Trithuria cowieana Temporal range: 4.27 –0 Ma PreꞒ Ꞓ O S D C P T J K Pg N ↓ Lower Pliocene – Recent

Scientific classification
- Kingdom: Plantae
- Clade: Tracheophytes
- Clade: Angiosperms
- Order: Nymphaeales
- Family: Hydatellaceae
- Genus: Trithuria
- Section: Trithuria sect. Altofinia
- Species: T. cowieana
- Binomial name: Trithuria cowieana D.D.Sokoloff, Remizowa, T.D.Macfarl. & Rudall

= Trithuria cowieana =

- Genus: Trithuria
- Species: cowieana
- Authority: D.D.Sokoloff, Remizowa, T.D.Macfarl. & Rudall

Species of aquatic plant

Trithuria cowieana is a species of aquatic plant in the family Hydatellaceae endemic to the Northern Territory, Australia.

==Description==
===Vegetative characteristics===
Trithuria cowieana is an annual aquatic plant with linear, max. 75 mm long, and 0.3–0.4 mm wide leaves. The plant turns red, once it reaches the flowering stage.
===Generative characteristics===
It is a monoecious species with bisexual reproductive units ("flowers").
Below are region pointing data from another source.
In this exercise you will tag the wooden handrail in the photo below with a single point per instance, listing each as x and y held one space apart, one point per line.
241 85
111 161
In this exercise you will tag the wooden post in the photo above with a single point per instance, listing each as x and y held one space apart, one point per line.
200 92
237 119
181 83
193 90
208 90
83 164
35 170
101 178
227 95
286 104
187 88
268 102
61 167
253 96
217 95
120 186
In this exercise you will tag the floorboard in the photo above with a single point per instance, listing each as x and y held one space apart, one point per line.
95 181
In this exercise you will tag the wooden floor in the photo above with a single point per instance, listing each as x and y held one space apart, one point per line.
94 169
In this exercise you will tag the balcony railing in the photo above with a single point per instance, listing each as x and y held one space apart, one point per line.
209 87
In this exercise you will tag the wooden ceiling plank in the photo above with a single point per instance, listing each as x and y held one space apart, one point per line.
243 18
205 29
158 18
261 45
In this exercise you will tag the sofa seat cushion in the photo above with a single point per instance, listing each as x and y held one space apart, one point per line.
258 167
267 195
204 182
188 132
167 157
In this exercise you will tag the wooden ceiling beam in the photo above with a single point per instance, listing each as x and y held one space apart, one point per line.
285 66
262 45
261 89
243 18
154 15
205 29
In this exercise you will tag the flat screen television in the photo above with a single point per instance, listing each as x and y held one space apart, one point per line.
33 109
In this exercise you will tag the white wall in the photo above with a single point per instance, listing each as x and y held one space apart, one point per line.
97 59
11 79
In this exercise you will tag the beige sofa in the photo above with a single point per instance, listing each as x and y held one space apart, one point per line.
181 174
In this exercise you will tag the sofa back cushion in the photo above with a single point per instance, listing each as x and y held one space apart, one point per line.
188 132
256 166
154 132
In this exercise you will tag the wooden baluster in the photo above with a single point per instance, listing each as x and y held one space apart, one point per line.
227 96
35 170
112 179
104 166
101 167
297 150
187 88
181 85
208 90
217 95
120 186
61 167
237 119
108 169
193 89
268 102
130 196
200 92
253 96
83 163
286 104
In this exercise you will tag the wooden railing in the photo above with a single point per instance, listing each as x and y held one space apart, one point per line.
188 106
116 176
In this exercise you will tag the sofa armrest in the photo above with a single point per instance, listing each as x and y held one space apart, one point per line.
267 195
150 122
The reproductive units are produced on 2–110 mm long peduncles. They consist of 4–8(–10), 1.2–2.3 mm long, and (0.2)0.3–0.5(0.6) mm wide involucral bracts, as well as 20–40 carpels, and 1–3 stamens with red filaments. The fruit is 0.28–0.41 mm long. The reproductive units are likely to be self-pollinating.

==Distribution==
It is endemic to the Northern Territory, Australia.

==Taxonomy==
Trithuria cowieana D.D.Sokoloff, Remizowa, T.D.Macfarl. & Rudall was described by Dmitry Dmitrievich Sokoloff, Margarita Vasilyena Remizowa, Terry Desmond Macfarlane, and Paula J. Rudall in 2008. The type specimen was collected at the edge of a swamp by C.R. Michell in Northern Marrawal Plateau, Nitmiluk National Park, Northern Territory, Australia on the 28th of March 2002. It is placed in the section Trithuria sect. Altofinia.

==Etymology==
The specific epithet cowieana honours Ian D. Cowie.

==Conservation==
The conservation status is Data Deficient. It is known from three localities.

==Ecology==
It occurs in swamps, and in sand along roads and vehicle tracks.

==Phylogeny==
Trithuria cowieana split from Trithuria cookeana about 4 million years ago in the lower Pliocene.